I agree with you that the only way to solve the problem is to determine who are the unemployed persons etc. Brovo Sir!
@ 8:38 am you are on Target. Those who are bashng the man have nothing better to do or offer. I have never heard of any country or town attacting new business without first having a contingent plan to accommodate the needs of those new investors. Only a fool would find fault with what the man is proposing. Choops!!!
Here are some of the short-comings of the piece. We have no data on the labour participation rate for our domestic economy. The Ministry of Labour has never convincingly determined that. Perhaps it does not have the necessary skilled personnel to determine that.
If we do an unemployment survey and according to Mr. Prudent, supposedly in such detail as to pinpoint who is, and who is not employed, one wonders whether the information will be so granular as to enable privacy encroachment to determine whether for example, Moses, son of Joseph is unemployed and Marlene, daughter of Ma Degonzag has been out of work since 2012.
What is funny is that after this unemployment determination, there is no idea of what the training needs of those individuals in particular would be, vis-à-vis hopefully, a listing of potential job types to be created, or to be offered using this or that skill. One has to be careful too, about whether the skill-sets or training gaps will be closed afterwards.
The fear is expressed too, that if those jobs have been, or were already available before all this largely self-serving political piece surfaced, whether persons would not have been be out there trying to learn the skills to fill them, all on their own.
Mr. Prudent's piece does suggest that this grand initiative is an attempt to match unemployment, with job vacancies and that this parochial take on Gros Islet's unemployment is due in some way to the lack of information on the part of job-seekers. Mind you, he did not say what types of job vacancies were going to be filled.
Some pertinent questions therefore are in order here. Who identifies the training needs? Who conducts the training needs analysis? Who pays for the training needs analysis? Who conducts the training? Who pays for the actual training of selected individuals? Where and when, and what is the duration of the training?

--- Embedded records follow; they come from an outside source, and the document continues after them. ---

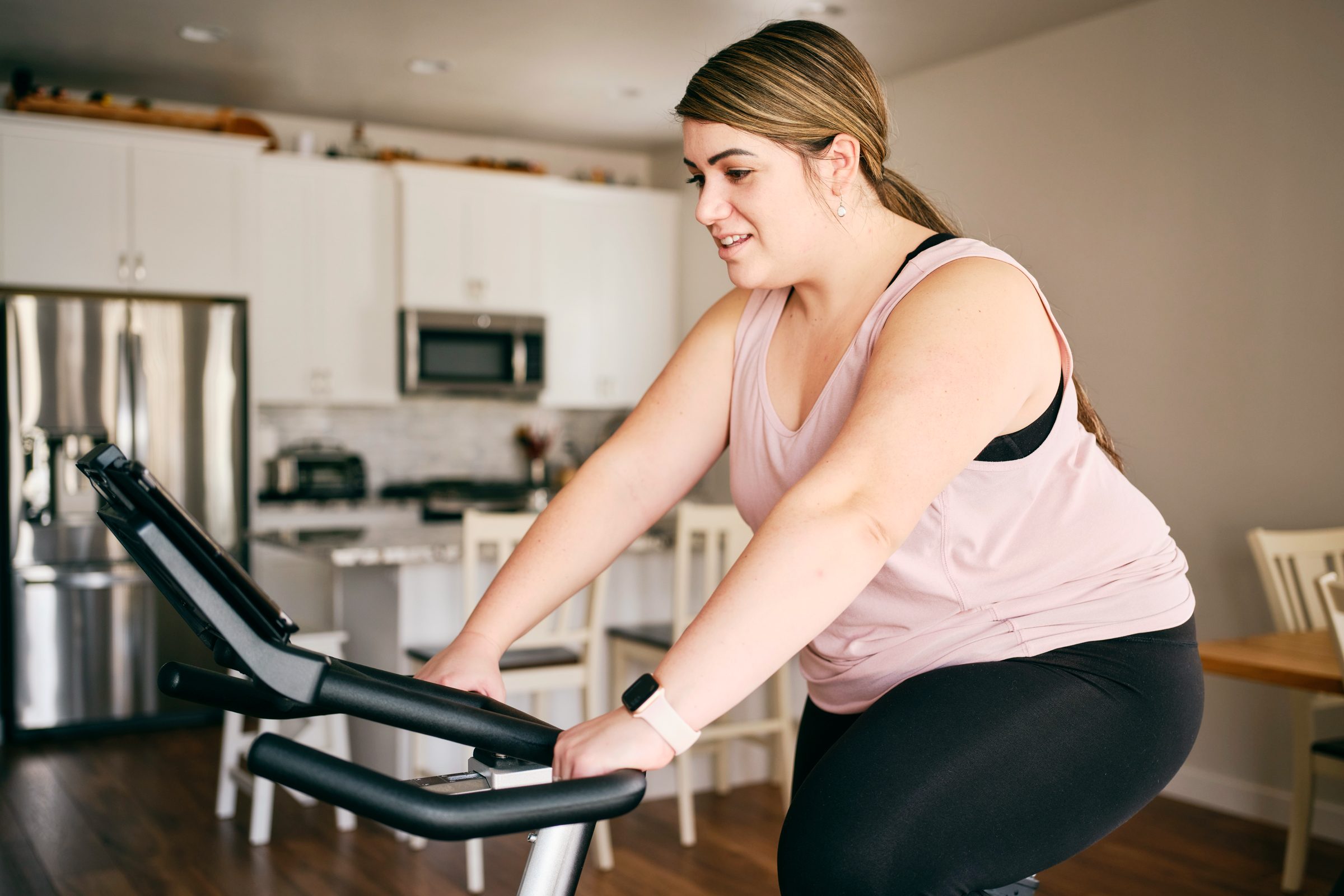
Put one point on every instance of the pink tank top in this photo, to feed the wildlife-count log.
(1012, 559)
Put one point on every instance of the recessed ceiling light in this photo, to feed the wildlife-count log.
(203, 34)
(429, 66)
(818, 8)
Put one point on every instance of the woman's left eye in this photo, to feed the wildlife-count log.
(734, 174)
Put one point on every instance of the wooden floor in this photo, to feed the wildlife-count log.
(132, 816)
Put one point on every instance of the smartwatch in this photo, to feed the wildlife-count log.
(647, 699)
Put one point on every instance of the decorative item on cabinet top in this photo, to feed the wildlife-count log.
(27, 96)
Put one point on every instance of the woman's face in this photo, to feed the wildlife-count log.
(750, 186)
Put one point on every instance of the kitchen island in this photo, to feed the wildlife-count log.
(400, 586)
(393, 589)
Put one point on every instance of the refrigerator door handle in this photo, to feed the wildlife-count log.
(140, 399)
(125, 401)
(92, 580)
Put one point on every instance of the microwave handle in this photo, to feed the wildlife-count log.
(410, 351)
(519, 361)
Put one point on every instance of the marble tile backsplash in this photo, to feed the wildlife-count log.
(436, 438)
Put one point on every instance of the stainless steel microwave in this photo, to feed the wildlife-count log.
(472, 354)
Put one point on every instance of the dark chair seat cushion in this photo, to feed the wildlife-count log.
(518, 659)
(1331, 747)
(656, 634)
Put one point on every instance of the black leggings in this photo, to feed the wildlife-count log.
(978, 776)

How do you determine whether the unemployed person is trainable or not?
All these questions going unanswered in the piece, point to wishful thinking, with the cart firmly placed well before the horse.
Yet, if all of these issues are glossed over, as someone said, does the identification of the training needs and who is to get what training automatically create job vacancies or job offers?
The question still needs to be asked about the actual numbers of jobs or the positions that will be filled and ... in which companies.
Next question: Would all the unemployed people in Gros Islet be trainable? Should those not be the first sets of questions to be asked? Therefore again, is the cart not certainly placed before the horse here?
Even when some companies do undertake and pay for training, there is no guarantee that the training will be utilised. So then, what if the companies identified say 'yes' to this or that type of training as a need, especially if they are not shouldering the cost, irrespective of the duration of the training, but say at the end, that they are not quite ready to hire?
This last factor depends on the business climate, domestically and the buyers of our domestic output around the world. It is also very sensitive to the global economic picture and to our own sectorial demands for labour.
Where we are too, in terms of our own business cycle (in or out or emerging from a recession) will also determine this, and not just the development of skills and training courses for which there is no corresponding labour demand.
If we are thinking seriously about private sector training involvement, we must be very careful to address their members' needs and the important matter of return on investment.